After the script is finished, the files in import/ can be scp-ed to the wiki server. When this is done, the whole import subdirectory can be removed with rm -rf, because it can be re-created at any time bu just running the shell script.

The shell script uses csh as shell. This makes it possible to run this script on an OpenBSD laptop (bash is not installed by default in OpenBSD and I can live with that).

End result

The end result is an index file called KindleHighlights with the following format:

Header:

= Kindle Highlights and Notes 

----

This will be converted when this page is requested from awkiawki to a h1 header followed by a horizontal rule.

For each book a block with the following format:

Letters from a Stoic: All Three Volumes (Seneca)


LettersFromAStoicAllT

----

This is a line with the title of the book and its author, followed by a CamelCase word that will be converted by awkiawki to a link to the book-page in the wiki, followed by a horizontal rule.

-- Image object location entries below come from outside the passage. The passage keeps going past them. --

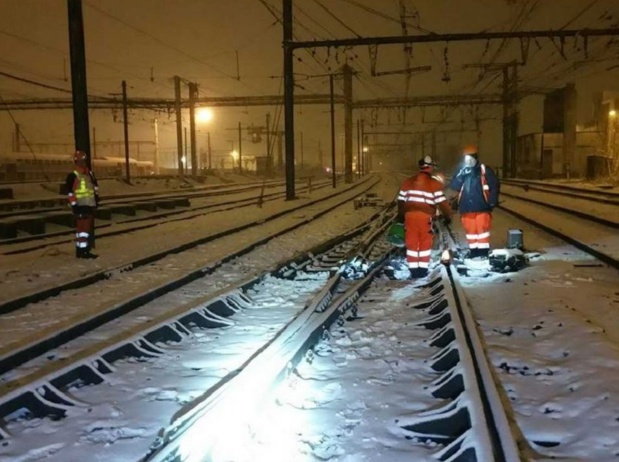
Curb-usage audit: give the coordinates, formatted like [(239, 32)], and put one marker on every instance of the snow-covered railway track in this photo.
[(21, 344), (35, 297), (467, 422), (119, 226), (215, 339), (582, 230), (593, 195)]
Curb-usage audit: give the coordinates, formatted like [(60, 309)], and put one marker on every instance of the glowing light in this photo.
[(204, 115), (445, 257)]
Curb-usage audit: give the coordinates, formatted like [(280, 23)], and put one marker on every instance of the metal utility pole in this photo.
[(364, 156), (269, 147), (348, 174), (301, 143), (240, 149), (289, 98), (126, 131), (185, 153), (179, 124), (156, 155), (510, 119), (94, 142), (359, 148), (571, 164), (17, 147), (81, 129), (193, 89), (332, 132), (210, 153)]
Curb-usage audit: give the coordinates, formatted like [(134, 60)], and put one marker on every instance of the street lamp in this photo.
[(204, 115)]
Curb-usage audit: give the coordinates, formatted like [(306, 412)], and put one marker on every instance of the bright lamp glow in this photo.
[(204, 115)]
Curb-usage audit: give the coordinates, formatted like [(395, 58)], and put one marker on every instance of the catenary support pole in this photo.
[(332, 132), (126, 132), (193, 89), (179, 124), (289, 98), (81, 129)]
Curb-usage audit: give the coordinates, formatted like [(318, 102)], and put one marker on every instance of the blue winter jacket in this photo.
[(468, 182)]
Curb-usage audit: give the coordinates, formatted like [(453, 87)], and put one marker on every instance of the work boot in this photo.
[(473, 253), (418, 273), (85, 254), (483, 253)]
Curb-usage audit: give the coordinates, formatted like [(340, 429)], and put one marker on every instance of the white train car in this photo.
[(20, 166)]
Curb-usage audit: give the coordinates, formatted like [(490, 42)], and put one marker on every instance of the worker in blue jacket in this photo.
[(478, 193)]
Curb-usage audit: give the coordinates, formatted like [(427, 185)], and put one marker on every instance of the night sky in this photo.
[(147, 42)]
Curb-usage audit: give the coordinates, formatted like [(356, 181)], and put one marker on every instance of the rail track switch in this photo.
[(515, 239), (507, 260)]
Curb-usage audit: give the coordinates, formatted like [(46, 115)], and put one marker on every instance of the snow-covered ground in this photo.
[(552, 332)]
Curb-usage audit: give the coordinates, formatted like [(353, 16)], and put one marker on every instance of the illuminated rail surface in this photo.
[(470, 424), (596, 194), (21, 345), (583, 222), (192, 202)]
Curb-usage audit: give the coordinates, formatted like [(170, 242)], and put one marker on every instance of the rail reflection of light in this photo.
[(274, 435), (244, 424)]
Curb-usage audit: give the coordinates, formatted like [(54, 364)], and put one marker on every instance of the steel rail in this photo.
[(578, 193), (187, 212), (45, 341), (42, 392)]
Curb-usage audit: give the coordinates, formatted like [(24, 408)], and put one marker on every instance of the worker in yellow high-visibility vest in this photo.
[(83, 194)]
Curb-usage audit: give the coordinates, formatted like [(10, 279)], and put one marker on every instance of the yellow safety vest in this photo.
[(85, 191)]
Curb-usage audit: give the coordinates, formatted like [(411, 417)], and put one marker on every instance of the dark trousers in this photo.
[(84, 232)]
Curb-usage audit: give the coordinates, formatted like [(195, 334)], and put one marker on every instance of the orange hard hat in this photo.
[(469, 150), (426, 161), (79, 157), (440, 177)]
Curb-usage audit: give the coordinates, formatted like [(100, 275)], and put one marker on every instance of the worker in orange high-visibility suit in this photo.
[(478, 189), (419, 198), (83, 193)]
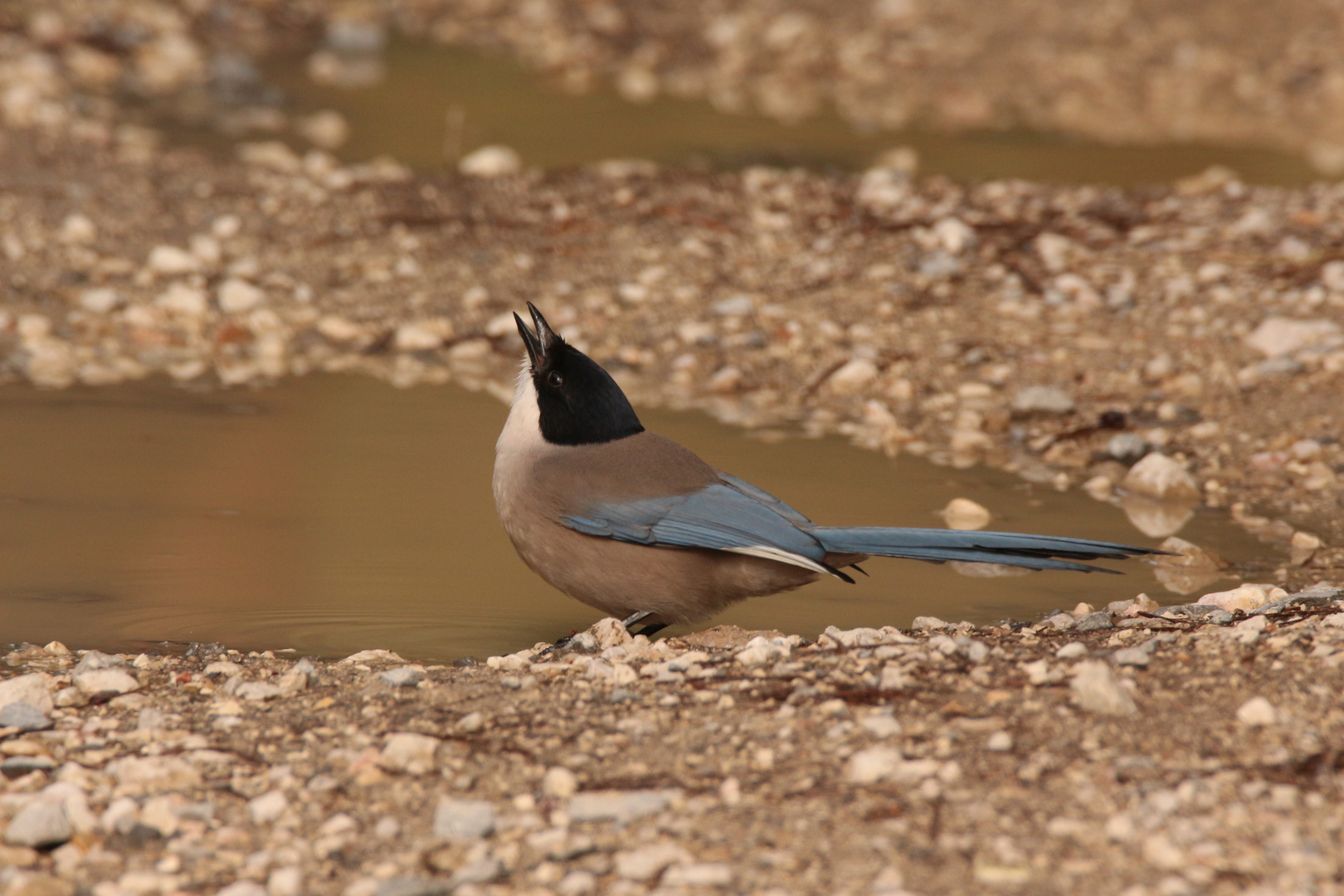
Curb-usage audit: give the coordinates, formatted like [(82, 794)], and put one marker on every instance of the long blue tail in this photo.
[(1008, 548)]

For every book there will be a book-page, with the following format:

Header:

== Letters from a Stoic: All Three Volumes (Seneca)

This is a h2 header with the title of the book and its author.

For each highlight in this book a block with the following format:

It is not the man who has too little, but the man who craves more, that is poor.

Highlight on Location 164-165

----

This is the contents of the highlight, followed by the indication "Highlight" (to distinguish highlights from notes) and the location in the book.

After this, followes a horizontal rule (the line with the four dashes).

Valuable

At the moment I have the highlights (and some notes) of over 30 books in "My Clippings.txt". The total processing time to convert these to over 30 wikipages and the wiki index page is less then a second.

The conversion of the Kindle highlights and notes to wiki pages in my personal wiki have proofed to be very valuable. The result is that while reading I am very aware of this and use highlighting a lot.

Often, just one glance on the wiki page of a book brings back the ideas and knowledge covered in that particular book. This is very helpful to absorb the contents of the book. And that is just awesome.